Bruno Colmant met en parallèle la flambée actuelle de l’or avec les tensions monétaires mondiales, rappelant le « Nixon Shock » de 1971 et l’abandon de l’étalon-or. À l’époque, déficits budgétaires et commerciaux américains avaient conduit à la fin de la convertibilité du dollar, déclenchant une inflation durable et une envolée des taux d’intérêt. Aujourd’hui, la politisation de la Fed par Donald Trump et la dépréciation du billet vert menacent à nouveau la stabilité monétaire internationale. Colmant anticipe non pas l’émergence d’une nouvelle monnaie dominante, mais une ère de « seigneurie monétaire » où plusieurs devises – avec l’or en refuge – se partageront la primauté.
On le voit tous les jours : le prix de l’or augmente, et c’est le reflet d’une indécision monétaire que l’on peut attribuer à plusieurs facteurs intuitifs. On observe ainsi la dépréciation du dollar, la probable mise sous tutelle de la Banque centrale américaine par Donald Trump (rappelant les années 70), et la perte subséquente de l’intangibilité du dollar comme étalon monétaire sans risque, en raison de sa politisation.
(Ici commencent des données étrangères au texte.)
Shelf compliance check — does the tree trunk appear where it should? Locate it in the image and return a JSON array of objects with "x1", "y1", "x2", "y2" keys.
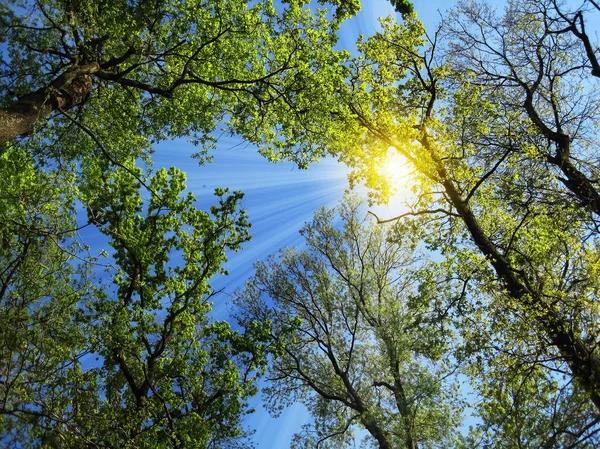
[
  {"x1": 0, "y1": 64, "x2": 100, "y2": 144},
  {"x1": 422, "y1": 134, "x2": 600, "y2": 411}
]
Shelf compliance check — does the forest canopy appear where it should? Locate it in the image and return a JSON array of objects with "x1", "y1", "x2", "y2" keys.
[{"x1": 0, "y1": 0, "x2": 600, "y2": 449}]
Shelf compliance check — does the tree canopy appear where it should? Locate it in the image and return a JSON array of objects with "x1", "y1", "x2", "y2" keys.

Je le dis depuis des années : une guerre des monnaies se prépare.
Et comme je fus hanté, dans mes recherches monétaires, par l’abandon de l’étalon-or, il faut revenir sur ce qu’on appelle le « Nixon Shock » du 15 août 1971. Cet événement marqua une rupture historique avec l’abandon unilatéral de la convertibilité or du dollar américain, pilier central du système de Bretton Woods mis en place après la Seconde Guerre mondiale. Ses origines profondes résidèrent dans les déficits budgétaires abyssaux liés à la guerre du Vietnam, ainsi que des déficits commerciaux croissants. Ces facteurs avaient conduit à une pression spéculative intense sur le dollar et à un épuisement alarmant des réserves d’or américaines, car les partenaires étrangers convertirent massivement leurs dollars en métal précieux. Face à cette situation intenable, le président Richard Nixon annonça des mesures drastiques qui visèrent officiellement à protéger le dollar, à juguler l’inflation et à relancer l’économie américaine. Ces mesures inclurent également des contrôles des prix et des salaires, ainsi qu’une surtaxe à l’importation, et déstabilisèrent l’ensemble du système monétaire international basé sur les taux de change fixes.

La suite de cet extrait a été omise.